Tuesday, April 24, 2012

Balloon.

Ok first i must admit that this new layout or timeline or whatever they call for blogger makes me dizzy. As well as the fb new timeline. Still cant get my head thru it.

Hopefully by time it will become easier.

I've just cleaned the toilets, not the spring clean but only sweeping the floor of water. And i sprained my waist. Owh my.. since when that my body becomes so manja. Baru je sapu air, belum lagi berus lantai. The husband was asking me to stop and let him do it later, but me just being me, i cant let something (dirt) pass in front of my eyes without trying to clear it. Pagi tadi dah lewat to school but i still managed to spring clean the sink in our toilet. Well, the husband didnt know it since after he got home from work this evening. :p

I've been feeling so fatigue and short of breath these days that i woke up every morning wishing that im a housewife. haha. It's not easy for me to move like i used to before and i even have to be pulled up time nak bangun dari katil or the couch while watching the tv. Im thanking God for the transfer that i got earlier this year. i can be with the husband and he really is a saviour. Sometimes i felt so bad asking him to do this and that while im just lying there (like a fat whale) in front of the tv being lavish by him.

My current weight is over-exceeding and i cant deny that its going to reach angka '7' in front by the time i deliver my little one. i feel bloated, huge, bulging everywhere in my body, so heavy that my weight always put the pressure on my heels. im like a ballon. just that im getting bigger.

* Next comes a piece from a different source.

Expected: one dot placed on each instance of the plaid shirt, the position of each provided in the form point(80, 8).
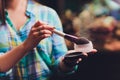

I just cant wait for my long holiday. But a part of me dont want it because i'll be leaving my husband here alone for that time while im at the hometown for maternity leave. i cant imagine he lives alone in our house here without me to friend him. and the fact that he will need to travel 70 minutes to and fro to his school.

i know you can do it baby. and whatever happen just remember that im just a phone call away. :*  


2 comments:

Jarod Yong said...

so sweet!
I hope I can be such a supportive husband too one day! =)

sd. said...

well u'll never know until u jump urself into it. i know u'll do just fine. perhaps better.